Individual spacing and formation frontage
Generally speaking, four typical Chinese soldier would occupy a five chi (approx. 5.35 feet or 1.63 m) by five chi square. In other word, space between two soldiers, measured from shoulder to shoulder, is roughly 2.1 feet. For example, an early Mandarin Duck squad employed by Qi Ji Guang (戚繼光) would occupy a rectangular space of five chi wide and one zhang five chi long (5.35 feet × 16.05 feet).
Ming period military theorists preferred this spacing probably due to the significance of number five in Chinese culture (Five Elements, Five Classics, five appendages, etc.) more than anything else, although it did serve a more practical purpose — five chi was a good spacing for fighting in narrow, maze-like trails, footpaths and paddy field ridges, all common geographical features of South China, as it maintained a fine balance between formation density, maneuverability, and situational awareness. A battle in such terrain required an army to be able to quickly disperse into numerous small units and occupy as many trails as possible. At the same time, individual small units must maintain coherence without losing contact with each other, while checking for potential ambush (hence the emphasis on small unit tactics in Ming infantry doctrine). Once the fighting took place, occupied trails could be used for reinforcement, flanking maneuver, ambush and counter ambush (whilst preventing the enemy from doing the same).
A densely packed and relatively inflexible formation would find it extremely difficult, if not outright impossible, to maneuver such terrain, while a loose skirmishing formation would be quickly overpowered by the combined arms of Mandarin Duck squad.
Modern double file formation and hallway saturation tactic used by special ops can be seen as the contemporary application of similar concept.

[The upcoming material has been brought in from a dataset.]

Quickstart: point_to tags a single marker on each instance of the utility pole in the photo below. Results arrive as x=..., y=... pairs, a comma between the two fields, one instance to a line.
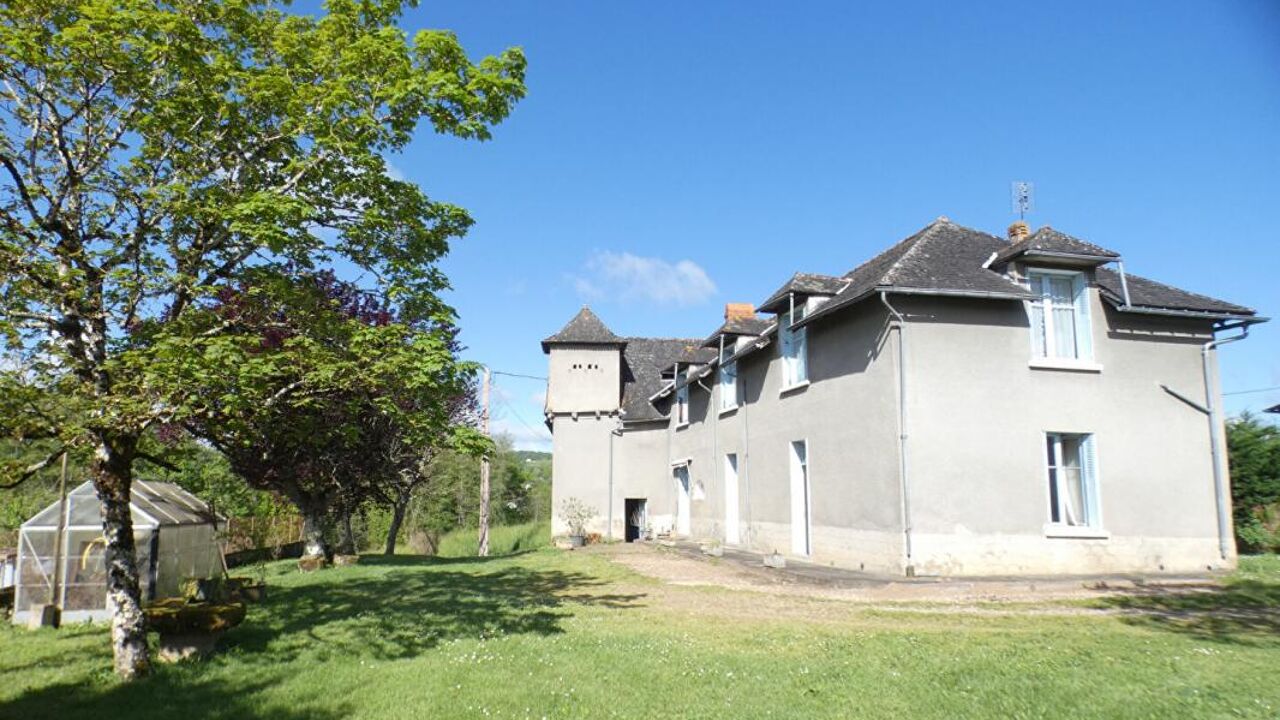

|Aerial photo of paddy fields during harvest time. Zhejiang, China.|
Other spacing were also used. Xu Guang Qi (徐光啟) for example chose four chi, five chi and six chi spacing for some of his formations.
Gaps in the formation
Like ancient Romans, many Ming armies employed gaps in the formation, albeit on a much smaller scale. Instead of using large gaps equal to the width of entire maniple of legionaries (hundreds of men) like the Romans, Chinese armies utilised small gaps of approximately one zhang wide (approx. 10.5 feet) that could only accommodate five to twenty men. Nevertheless, the purpose of maintaining such gaps were essentially the same — to facilitate unit rotation.
While Chinese had faced many different enemies, both trained armies, savage hordes and undisciplined mobs, the risk of enemy troops penetrating into the gaps never seems to occur to most Chinese military thinkers. In other word, they never thought of these gaps as potential weak points. It is possible that these gaps were simply too narrow to be exploited, or generally consisted of untraversable terrains such as flooded paddy field patches.

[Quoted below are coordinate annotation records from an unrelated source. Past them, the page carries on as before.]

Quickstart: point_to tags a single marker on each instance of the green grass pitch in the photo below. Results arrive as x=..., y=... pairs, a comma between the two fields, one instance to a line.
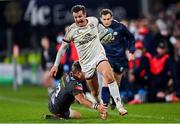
x=29, y=103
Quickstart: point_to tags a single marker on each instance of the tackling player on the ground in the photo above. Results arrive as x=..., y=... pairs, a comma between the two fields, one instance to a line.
x=116, y=49
x=63, y=96
x=84, y=33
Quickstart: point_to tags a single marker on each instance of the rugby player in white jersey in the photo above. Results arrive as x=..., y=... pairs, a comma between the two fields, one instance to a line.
x=92, y=57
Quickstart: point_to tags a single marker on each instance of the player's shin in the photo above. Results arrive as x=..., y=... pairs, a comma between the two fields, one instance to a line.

Besides, many Chinese armies often made area denial weapons such as caltrops and cheval de frise standard issue (for example, Qi Ji Guang's army had six cheval de frise and ninety caltrops for every twelve men, in addition to one cloth wall). Presumably, these area denial weapons could be deployed quickly to punish any enemy foolish enough to attempt to penetrate into the gaps.
Default to Hollow Square
|A hollow infantry square formed by eighty-eight Mandarin Duck squads, or 880 troops (not counting porters, reserve force and commanding officers positioned at the centre). From 'Lian Bing Za Ji (《練兵雜紀》)'.|
Chinese armies utilised both large, regiment-sized square as well as multiple smaller squares working in tandem with each other. However, Chinese squares were relatively immobile and generally ill-suited for offensive role (unlike later Napoleonic squares).

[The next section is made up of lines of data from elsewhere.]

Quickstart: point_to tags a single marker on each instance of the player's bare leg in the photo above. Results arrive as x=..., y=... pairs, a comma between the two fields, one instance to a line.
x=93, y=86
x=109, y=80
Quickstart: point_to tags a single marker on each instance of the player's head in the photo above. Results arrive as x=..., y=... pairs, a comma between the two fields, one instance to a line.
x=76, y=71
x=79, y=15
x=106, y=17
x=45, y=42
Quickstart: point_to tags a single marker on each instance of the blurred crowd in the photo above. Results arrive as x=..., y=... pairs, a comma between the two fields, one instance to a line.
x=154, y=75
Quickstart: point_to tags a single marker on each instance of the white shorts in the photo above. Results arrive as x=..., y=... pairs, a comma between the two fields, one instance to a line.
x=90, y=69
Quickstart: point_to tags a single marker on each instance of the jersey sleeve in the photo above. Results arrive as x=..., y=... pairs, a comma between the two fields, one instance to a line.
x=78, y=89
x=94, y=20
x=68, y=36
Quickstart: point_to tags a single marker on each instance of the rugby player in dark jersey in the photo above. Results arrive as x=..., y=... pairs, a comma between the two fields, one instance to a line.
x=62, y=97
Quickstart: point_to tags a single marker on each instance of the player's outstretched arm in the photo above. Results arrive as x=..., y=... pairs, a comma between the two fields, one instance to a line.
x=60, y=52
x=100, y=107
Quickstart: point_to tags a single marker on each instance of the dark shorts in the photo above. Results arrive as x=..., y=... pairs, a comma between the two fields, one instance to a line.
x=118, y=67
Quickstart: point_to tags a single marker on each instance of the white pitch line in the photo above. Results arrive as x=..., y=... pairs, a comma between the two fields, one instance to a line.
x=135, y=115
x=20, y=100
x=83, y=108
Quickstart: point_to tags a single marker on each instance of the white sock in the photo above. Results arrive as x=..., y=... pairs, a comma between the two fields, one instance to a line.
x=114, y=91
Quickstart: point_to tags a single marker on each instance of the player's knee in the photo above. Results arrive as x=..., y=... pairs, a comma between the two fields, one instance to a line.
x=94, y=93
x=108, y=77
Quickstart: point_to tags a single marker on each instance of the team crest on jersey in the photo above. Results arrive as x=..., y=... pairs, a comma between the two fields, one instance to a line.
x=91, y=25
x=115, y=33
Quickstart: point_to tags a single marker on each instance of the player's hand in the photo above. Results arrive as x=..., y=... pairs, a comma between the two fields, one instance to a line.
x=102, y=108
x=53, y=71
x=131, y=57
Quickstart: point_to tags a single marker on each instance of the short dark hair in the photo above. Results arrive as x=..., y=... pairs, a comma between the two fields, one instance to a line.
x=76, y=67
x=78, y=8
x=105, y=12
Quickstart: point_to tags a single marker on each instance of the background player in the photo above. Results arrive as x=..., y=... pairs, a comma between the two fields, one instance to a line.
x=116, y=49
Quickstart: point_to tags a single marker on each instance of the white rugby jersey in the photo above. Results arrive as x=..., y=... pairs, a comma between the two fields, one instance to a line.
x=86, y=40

|Example of a fortified camp, from second edition 'Ji Xiao Xin Shu (《紀效新書》)'.|
Whenever time and resource permit, Chinese armies would construct incredibly fortified military camps known as Cheng Ying (城營, fortress camp) complete with multiple layers of wooden and earthen walls, watchtowers, trenches, ditches, abatisses and punji pits, as well as defensive trebuchets and hundreds of crossbow traps. If building such sophisticated camp was not possible, they would opt for simpler palisade fencing and ditches. For truly simple camps or fortified positions that could be build hastily, Bu Cheng (布城), cheval de frise, caltrops and anti-cavalry trip ropes were used instead.